DEUS MARCOU UM ENCONTRO CONOSCO

O texto de Gustavo Corção que publicamos aqui é parte de um ciclo de conferências realizadas em Belo Horizonte na década de 1950. Apesar de não estar completo, não deixa de ser um exemplar importante das atividades do grande escritor católico, numa época em que Corção era requisitado para constantes palestras, entrevistas e artigos. Depois o mundo girou, os polos foram deslocados, os homens tornaram-se cúmplices da Revolução num mundo evolutivo e estagnado no nada. Já não lhes interessava a firmeza da verdade e da fé que Gustavo Corção guardou e ensinou até a morte.

Editora Permanência

DEUS MARCOU ENCONTRO CONOSCO

VI Conferência de Belo Horizonte

Como ninguém aqui ignora, creio eu, a Igreja preceitua que os seus filhos, ao menos uma vez por ano, confessem e comunguem, isto é, que ao menos um dia em trezentos e sessenta e cinco dias se lembrem de usar o Sangue de Cristo, derramado para a nossa salvação. Esta é a condição, é o mínimo que Deus, por sua igreja, exige de nós, para que sejamos contados entre os membros vivos do Corpo Místico do Cristo.
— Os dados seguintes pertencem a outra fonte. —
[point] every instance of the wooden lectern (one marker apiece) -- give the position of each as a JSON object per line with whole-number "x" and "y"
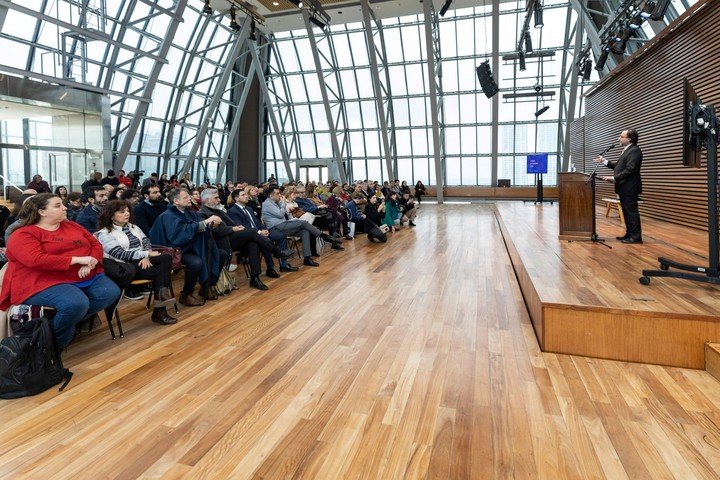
{"x": 577, "y": 206}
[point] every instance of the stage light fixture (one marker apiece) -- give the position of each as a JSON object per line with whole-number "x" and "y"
{"x": 587, "y": 70}
{"x": 318, "y": 23}
{"x": 445, "y": 7}
{"x": 537, "y": 14}
{"x": 601, "y": 61}
{"x": 542, "y": 110}
{"x": 253, "y": 30}
{"x": 233, "y": 22}
{"x": 528, "y": 42}
{"x": 647, "y": 10}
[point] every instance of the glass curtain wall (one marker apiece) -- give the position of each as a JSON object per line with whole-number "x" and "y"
{"x": 116, "y": 58}
{"x": 465, "y": 42}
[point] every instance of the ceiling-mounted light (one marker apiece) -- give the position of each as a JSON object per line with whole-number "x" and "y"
{"x": 537, "y": 14}
{"x": 542, "y": 110}
{"x": 528, "y": 41}
{"x": 445, "y": 7}
{"x": 253, "y": 30}
{"x": 233, "y": 22}
{"x": 587, "y": 69}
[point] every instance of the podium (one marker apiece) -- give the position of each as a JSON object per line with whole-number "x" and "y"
{"x": 577, "y": 206}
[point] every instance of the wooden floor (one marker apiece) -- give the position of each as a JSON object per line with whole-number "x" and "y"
{"x": 586, "y": 299}
{"x": 410, "y": 360}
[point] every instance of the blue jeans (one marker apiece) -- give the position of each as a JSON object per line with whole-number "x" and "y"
{"x": 72, "y": 304}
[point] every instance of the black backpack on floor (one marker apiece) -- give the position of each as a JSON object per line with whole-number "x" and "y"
{"x": 30, "y": 361}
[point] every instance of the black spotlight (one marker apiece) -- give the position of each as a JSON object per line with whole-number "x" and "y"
{"x": 537, "y": 13}
{"x": 528, "y": 42}
{"x": 318, "y": 23}
{"x": 542, "y": 110}
{"x": 445, "y": 8}
{"x": 601, "y": 61}
{"x": 587, "y": 69}
{"x": 253, "y": 30}
{"x": 233, "y": 23}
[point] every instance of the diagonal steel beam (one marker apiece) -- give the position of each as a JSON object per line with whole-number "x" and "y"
{"x": 142, "y": 107}
{"x": 335, "y": 166}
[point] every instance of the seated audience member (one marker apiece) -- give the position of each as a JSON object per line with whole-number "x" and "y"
{"x": 276, "y": 218}
{"x": 146, "y": 211}
{"x": 92, "y": 181}
{"x": 153, "y": 180}
{"x": 110, "y": 179}
{"x": 127, "y": 181}
{"x": 241, "y": 214}
{"x": 407, "y": 208}
{"x": 375, "y": 211}
{"x": 74, "y": 205}
{"x": 58, "y": 264}
{"x": 61, "y": 192}
{"x": 356, "y": 217}
{"x": 419, "y": 191}
{"x": 180, "y": 227}
{"x": 231, "y": 237}
{"x": 87, "y": 217}
{"x": 294, "y": 209}
{"x": 392, "y": 211}
{"x": 126, "y": 244}
{"x": 39, "y": 185}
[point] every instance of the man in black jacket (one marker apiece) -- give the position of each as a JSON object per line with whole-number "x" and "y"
{"x": 231, "y": 237}
{"x": 628, "y": 184}
{"x": 146, "y": 211}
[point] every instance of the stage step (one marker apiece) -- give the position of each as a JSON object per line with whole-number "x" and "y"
{"x": 712, "y": 359}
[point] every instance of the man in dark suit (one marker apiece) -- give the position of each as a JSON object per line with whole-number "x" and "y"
{"x": 628, "y": 185}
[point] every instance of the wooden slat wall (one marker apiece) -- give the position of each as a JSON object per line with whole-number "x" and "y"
{"x": 645, "y": 93}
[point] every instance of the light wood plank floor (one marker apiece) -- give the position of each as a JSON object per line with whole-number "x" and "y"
{"x": 409, "y": 360}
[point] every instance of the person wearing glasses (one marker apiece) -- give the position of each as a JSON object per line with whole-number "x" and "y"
{"x": 628, "y": 184}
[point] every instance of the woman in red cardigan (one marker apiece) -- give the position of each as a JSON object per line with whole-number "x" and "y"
{"x": 56, "y": 263}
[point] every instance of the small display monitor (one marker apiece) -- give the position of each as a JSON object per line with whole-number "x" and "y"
{"x": 537, "y": 163}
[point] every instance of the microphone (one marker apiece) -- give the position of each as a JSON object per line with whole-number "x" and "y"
{"x": 608, "y": 149}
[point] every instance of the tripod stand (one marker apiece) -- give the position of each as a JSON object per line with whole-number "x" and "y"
{"x": 710, "y": 273}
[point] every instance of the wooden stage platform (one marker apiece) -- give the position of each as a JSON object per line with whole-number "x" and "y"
{"x": 586, "y": 299}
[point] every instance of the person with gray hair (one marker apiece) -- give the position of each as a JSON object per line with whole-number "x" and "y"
{"x": 236, "y": 238}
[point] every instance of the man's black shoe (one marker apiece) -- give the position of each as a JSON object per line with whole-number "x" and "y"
{"x": 281, "y": 254}
{"x": 255, "y": 282}
{"x": 633, "y": 240}
{"x": 330, "y": 239}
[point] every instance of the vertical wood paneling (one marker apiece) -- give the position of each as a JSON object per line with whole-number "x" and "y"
{"x": 645, "y": 93}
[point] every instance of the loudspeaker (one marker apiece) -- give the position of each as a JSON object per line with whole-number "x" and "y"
{"x": 487, "y": 82}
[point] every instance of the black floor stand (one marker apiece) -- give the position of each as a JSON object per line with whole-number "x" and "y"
{"x": 539, "y": 191}
{"x": 711, "y": 273}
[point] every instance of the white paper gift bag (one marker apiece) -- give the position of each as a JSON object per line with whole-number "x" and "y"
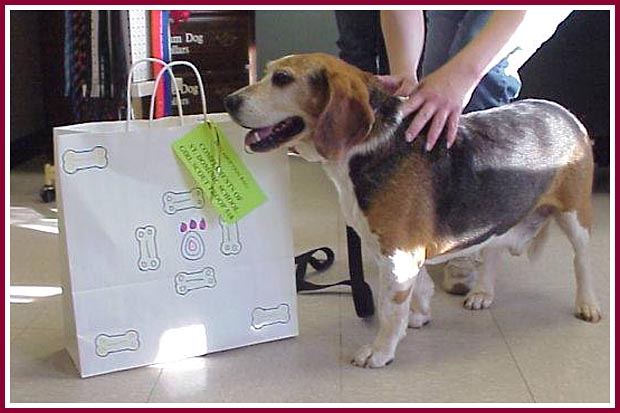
{"x": 152, "y": 273}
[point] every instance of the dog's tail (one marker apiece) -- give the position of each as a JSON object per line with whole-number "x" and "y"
{"x": 537, "y": 244}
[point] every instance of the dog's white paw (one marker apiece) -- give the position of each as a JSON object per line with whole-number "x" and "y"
{"x": 588, "y": 311}
{"x": 478, "y": 300}
{"x": 367, "y": 356}
{"x": 418, "y": 320}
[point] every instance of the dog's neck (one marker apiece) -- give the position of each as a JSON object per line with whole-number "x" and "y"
{"x": 387, "y": 120}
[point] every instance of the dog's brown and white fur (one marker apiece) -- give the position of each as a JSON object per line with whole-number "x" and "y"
{"x": 510, "y": 171}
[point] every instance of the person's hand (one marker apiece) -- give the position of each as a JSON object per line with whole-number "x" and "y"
{"x": 438, "y": 99}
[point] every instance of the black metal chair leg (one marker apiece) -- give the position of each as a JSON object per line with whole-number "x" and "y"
{"x": 362, "y": 294}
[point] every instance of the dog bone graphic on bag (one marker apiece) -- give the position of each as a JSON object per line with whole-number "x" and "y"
{"x": 184, "y": 282}
{"x": 180, "y": 201}
{"x": 148, "y": 260}
{"x": 230, "y": 239}
{"x": 262, "y": 317}
{"x": 106, "y": 344}
{"x": 74, "y": 161}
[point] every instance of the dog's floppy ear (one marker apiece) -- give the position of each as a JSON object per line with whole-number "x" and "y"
{"x": 347, "y": 116}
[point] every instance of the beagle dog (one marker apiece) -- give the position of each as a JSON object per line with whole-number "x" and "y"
{"x": 510, "y": 171}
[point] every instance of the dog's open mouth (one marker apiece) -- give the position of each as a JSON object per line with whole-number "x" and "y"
{"x": 271, "y": 137}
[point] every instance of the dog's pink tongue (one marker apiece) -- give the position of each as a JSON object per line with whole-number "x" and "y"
{"x": 256, "y": 135}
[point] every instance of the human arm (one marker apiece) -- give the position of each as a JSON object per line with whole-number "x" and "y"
{"x": 440, "y": 97}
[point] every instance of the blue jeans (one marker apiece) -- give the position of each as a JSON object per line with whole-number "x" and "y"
{"x": 448, "y": 31}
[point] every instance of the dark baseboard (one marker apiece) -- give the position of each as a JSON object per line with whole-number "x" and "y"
{"x": 32, "y": 145}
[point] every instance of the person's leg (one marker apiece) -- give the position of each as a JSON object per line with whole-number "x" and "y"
{"x": 501, "y": 84}
{"x": 358, "y": 37}
{"x": 441, "y": 27}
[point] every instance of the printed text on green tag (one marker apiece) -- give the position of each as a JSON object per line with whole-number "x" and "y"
{"x": 232, "y": 190}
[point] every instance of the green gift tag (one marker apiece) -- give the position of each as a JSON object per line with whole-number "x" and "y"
{"x": 219, "y": 172}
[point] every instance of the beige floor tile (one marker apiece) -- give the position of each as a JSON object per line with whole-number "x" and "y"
{"x": 459, "y": 357}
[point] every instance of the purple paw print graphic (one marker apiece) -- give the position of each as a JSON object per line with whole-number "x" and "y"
{"x": 193, "y": 246}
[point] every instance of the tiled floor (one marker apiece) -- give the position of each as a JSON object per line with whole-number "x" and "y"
{"x": 527, "y": 348}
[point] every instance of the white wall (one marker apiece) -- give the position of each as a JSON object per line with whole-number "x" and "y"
{"x": 283, "y": 32}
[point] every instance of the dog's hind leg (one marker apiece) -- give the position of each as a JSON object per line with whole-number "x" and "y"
{"x": 586, "y": 305}
{"x": 398, "y": 277}
{"x": 482, "y": 293}
{"x": 420, "y": 307}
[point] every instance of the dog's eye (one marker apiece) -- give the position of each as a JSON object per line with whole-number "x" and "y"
{"x": 281, "y": 78}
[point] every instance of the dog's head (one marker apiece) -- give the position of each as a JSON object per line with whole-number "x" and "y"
{"x": 315, "y": 103}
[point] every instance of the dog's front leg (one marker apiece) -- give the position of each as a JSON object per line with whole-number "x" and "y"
{"x": 398, "y": 273}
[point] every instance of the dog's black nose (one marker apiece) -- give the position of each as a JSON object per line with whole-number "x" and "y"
{"x": 232, "y": 103}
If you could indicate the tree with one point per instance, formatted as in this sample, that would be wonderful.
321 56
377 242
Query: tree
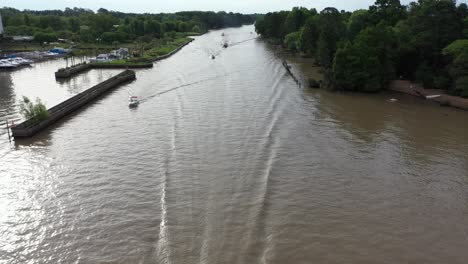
331 31
355 68
35 112
390 11
292 41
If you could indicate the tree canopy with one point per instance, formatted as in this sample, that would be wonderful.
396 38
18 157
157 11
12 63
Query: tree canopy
85 25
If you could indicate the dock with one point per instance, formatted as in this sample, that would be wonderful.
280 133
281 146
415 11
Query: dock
29 127
70 71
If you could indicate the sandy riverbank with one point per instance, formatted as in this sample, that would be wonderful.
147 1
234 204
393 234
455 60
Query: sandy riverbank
410 88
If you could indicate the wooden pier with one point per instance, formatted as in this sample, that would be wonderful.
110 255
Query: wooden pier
70 71
30 127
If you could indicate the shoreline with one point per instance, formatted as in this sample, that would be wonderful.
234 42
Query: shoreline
435 95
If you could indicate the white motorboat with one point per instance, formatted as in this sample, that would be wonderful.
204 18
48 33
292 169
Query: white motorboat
6 64
23 61
101 58
133 101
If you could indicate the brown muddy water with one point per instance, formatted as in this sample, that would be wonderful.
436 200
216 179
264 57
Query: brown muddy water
238 165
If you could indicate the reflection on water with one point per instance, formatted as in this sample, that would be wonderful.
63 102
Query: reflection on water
229 161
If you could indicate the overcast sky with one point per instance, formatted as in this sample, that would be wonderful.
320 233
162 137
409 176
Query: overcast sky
169 6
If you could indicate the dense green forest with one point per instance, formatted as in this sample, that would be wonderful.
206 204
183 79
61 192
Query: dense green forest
426 41
87 26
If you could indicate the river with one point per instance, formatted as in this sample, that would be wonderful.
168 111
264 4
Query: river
239 164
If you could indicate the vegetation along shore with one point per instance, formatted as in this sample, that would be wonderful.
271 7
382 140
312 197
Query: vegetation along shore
147 36
425 42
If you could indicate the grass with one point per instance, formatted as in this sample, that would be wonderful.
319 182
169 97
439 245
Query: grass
131 61
163 49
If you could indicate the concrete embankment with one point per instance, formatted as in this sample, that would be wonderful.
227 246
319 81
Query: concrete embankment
435 95
172 52
121 66
29 127
70 71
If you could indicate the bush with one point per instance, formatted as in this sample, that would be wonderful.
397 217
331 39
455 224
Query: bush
45 37
461 87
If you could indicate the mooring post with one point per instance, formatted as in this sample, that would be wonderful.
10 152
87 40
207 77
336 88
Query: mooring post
8 130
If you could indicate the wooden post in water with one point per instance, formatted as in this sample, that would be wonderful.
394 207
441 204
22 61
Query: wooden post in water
8 131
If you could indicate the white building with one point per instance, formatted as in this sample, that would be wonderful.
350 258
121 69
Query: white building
1 25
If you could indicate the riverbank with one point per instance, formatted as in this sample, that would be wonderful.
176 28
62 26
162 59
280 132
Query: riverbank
436 95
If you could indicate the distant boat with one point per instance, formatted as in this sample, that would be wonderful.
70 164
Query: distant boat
432 96
133 101
5 64
101 58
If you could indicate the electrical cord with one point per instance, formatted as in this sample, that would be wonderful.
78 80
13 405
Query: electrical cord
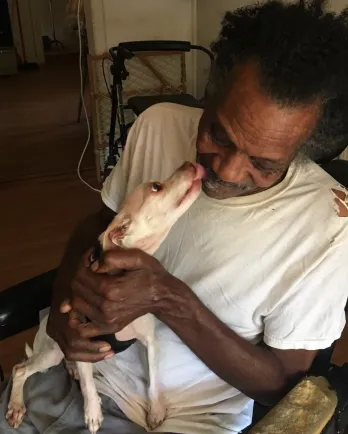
83 102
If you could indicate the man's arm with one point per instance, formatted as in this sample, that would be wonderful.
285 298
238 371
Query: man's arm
83 238
113 302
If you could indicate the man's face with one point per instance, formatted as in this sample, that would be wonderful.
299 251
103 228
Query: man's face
245 140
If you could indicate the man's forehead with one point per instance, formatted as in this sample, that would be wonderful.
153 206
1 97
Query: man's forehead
258 124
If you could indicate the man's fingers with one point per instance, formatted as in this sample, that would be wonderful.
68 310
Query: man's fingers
88 357
86 257
92 330
82 309
65 307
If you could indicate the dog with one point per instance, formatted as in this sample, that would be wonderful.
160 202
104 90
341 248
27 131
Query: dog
144 221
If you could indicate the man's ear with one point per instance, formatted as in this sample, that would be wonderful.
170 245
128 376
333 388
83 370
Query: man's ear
120 230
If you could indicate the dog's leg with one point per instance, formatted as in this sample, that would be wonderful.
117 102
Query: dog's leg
72 369
50 356
157 410
144 330
92 401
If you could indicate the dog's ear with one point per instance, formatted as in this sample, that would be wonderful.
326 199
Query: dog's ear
118 233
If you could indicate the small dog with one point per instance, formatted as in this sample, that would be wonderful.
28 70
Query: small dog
143 222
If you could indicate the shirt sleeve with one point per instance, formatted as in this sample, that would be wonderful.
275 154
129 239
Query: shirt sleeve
313 316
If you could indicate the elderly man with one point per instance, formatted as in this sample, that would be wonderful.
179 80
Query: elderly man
252 280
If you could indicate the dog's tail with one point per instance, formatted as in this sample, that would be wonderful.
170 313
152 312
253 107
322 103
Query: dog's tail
28 350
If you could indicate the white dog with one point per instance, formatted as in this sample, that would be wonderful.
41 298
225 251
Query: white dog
143 222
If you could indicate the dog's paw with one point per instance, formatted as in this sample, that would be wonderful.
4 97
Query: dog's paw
156 414
15 414
93 415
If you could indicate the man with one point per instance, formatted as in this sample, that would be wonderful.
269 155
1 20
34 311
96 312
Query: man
252 281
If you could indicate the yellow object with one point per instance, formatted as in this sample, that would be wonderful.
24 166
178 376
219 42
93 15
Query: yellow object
306 409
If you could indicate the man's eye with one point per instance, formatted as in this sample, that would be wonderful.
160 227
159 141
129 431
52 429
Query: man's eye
219 137
156 186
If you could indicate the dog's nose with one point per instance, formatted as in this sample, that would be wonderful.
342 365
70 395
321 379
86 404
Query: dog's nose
187 165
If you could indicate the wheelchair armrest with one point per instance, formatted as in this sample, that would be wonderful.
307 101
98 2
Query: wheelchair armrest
20 305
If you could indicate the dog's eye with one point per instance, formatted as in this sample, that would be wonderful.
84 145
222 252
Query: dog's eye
156 186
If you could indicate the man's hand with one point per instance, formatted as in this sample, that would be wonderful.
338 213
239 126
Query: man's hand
74 347
112 302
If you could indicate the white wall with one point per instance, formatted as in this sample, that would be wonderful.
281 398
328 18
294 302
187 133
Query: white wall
112 21
209 17
64 33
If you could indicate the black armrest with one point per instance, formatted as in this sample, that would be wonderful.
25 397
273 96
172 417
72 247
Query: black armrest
20 305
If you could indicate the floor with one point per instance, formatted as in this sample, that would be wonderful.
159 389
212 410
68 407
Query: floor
41 197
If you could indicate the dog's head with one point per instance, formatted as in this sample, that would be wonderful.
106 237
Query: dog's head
148 213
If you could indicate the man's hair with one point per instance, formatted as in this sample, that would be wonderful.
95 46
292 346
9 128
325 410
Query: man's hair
302 51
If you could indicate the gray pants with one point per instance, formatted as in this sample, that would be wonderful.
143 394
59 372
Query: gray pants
55 406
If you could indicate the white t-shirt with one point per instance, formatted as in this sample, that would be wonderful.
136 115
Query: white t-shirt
272 266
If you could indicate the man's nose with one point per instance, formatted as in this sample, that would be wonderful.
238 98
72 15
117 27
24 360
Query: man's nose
232 166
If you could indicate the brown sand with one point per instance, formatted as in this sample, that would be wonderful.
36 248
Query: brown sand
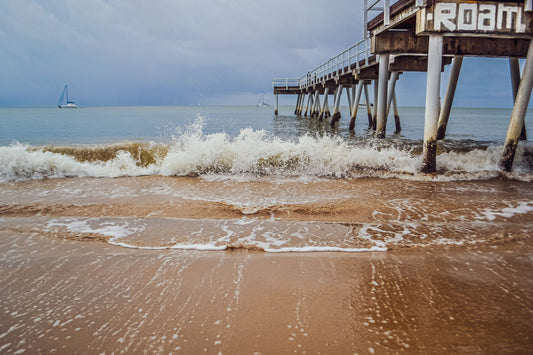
74 295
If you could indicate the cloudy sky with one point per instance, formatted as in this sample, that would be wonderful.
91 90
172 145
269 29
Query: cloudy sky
192 52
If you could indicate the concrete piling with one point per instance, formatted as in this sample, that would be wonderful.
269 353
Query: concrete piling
396 114
324 104
336 109
368 106
432 112
382 95
514 66
448 99
297 104
309 103
519 112
355 106
374 111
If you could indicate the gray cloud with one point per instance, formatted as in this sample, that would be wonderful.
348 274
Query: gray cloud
128 52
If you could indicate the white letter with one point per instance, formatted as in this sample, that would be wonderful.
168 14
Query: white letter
445 14
486 18
467 17
508 12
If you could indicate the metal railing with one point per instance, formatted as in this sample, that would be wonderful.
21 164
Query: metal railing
351 58
285 82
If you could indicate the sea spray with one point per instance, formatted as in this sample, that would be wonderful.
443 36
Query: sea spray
190 152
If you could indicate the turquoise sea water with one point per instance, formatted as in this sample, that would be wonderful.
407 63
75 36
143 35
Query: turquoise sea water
245 140
97 125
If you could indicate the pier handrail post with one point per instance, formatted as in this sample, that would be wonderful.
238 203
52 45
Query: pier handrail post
432 103
382 95
448 99
519 112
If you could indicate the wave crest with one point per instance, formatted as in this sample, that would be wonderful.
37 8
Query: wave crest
252 152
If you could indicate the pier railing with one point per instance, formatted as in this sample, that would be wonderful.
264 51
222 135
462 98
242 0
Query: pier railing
285 83
354 57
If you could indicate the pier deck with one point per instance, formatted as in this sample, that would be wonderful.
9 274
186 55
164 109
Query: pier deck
421 35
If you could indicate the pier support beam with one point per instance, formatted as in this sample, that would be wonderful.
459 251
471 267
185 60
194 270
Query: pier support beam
326 112
355 106
336 110
514 66
316 106
391 90
396 115
324 104
349 97
382 95
519 112
368 106
450 94
309 103
432 104
297 104
375 112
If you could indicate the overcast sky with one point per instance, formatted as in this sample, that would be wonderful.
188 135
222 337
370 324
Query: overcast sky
192 52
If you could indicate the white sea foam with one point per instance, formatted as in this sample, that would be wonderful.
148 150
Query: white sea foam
507 212
254 152
113 229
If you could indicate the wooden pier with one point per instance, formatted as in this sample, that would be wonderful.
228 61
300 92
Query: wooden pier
421 35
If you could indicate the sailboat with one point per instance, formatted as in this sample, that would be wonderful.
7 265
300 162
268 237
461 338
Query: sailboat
262 103
64 96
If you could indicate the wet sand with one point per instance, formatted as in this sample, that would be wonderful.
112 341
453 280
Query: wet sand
74 296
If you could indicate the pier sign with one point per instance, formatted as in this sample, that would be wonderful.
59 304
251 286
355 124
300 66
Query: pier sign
480 17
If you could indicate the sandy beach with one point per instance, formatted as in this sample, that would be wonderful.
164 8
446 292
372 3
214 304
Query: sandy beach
69 290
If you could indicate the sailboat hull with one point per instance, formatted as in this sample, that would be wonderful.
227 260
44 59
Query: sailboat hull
69 105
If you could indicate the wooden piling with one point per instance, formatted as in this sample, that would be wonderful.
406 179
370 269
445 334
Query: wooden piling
519 112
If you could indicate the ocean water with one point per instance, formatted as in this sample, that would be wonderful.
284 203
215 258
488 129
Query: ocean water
231 177
108 141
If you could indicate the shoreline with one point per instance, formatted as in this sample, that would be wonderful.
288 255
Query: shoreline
92 297
64 288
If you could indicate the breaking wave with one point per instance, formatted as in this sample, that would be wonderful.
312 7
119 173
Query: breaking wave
252 153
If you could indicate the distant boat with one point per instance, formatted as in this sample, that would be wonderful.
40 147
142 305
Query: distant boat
262 103
68 104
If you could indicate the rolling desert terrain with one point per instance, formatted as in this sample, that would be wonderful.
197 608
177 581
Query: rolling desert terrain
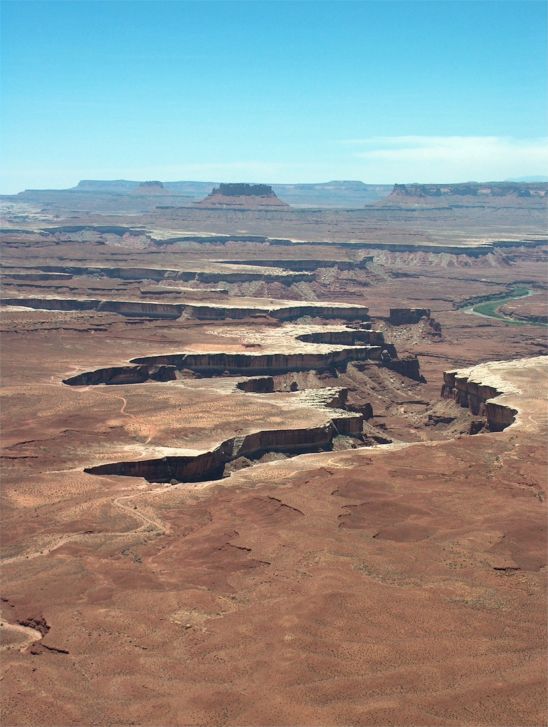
274 462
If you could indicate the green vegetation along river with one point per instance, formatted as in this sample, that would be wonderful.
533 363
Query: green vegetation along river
489 306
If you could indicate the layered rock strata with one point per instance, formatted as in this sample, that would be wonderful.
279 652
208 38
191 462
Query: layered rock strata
468 388
176 467
212 311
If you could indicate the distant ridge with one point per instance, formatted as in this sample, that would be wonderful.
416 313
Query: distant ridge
242 196
476 190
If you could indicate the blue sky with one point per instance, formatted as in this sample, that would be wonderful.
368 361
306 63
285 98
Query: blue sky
276 91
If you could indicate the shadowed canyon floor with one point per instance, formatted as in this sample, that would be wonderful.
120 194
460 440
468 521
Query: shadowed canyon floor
231 496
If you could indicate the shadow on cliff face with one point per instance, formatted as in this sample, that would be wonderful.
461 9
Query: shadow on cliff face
237 453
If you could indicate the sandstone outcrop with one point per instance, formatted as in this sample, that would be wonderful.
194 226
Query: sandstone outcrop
404 316
466 387
211 465
152 187
483 190
213 311
242 196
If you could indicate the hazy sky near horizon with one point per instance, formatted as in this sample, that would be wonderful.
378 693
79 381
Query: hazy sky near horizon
280 91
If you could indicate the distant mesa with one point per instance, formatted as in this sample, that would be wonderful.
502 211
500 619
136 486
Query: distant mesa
152 187
242 196
479 190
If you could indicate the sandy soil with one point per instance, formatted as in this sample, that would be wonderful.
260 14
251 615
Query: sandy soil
401 584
Para quem está habituado à vista da Igreja, e usa de seus bens com assiduidade, esse mínimo se afigura esquisito. Como é possível amar a Deus e somente uma vez, em trezentos e sessenta e cinco dias, procurar o socorro de seus sacramentos? Como é possível amar de tão longe, e com tão descuidado dever? E, sobretudo, como é possível agüentar a pressão do mundo, a atração das pompas, a sedução do pecado sem o socorro particularmente eficaz da Penitência e da Eucaristia?

Na verdade, se me perguntarem, eu direi que não acho possível tão extraordinário equilíbrio. Atrevo-me a dizer que esse mínimo me parece insuficiente, e que eu tremeria pela sorte de minha alma se deixasse correr tamanha distância entre mim e o meu Salvador. Mas como se explica então esse empenho que todos nós, em obediência à Igreja, temos de conquistar mais um irmão para esse mínimo que nos parece insuficiente e até temerário?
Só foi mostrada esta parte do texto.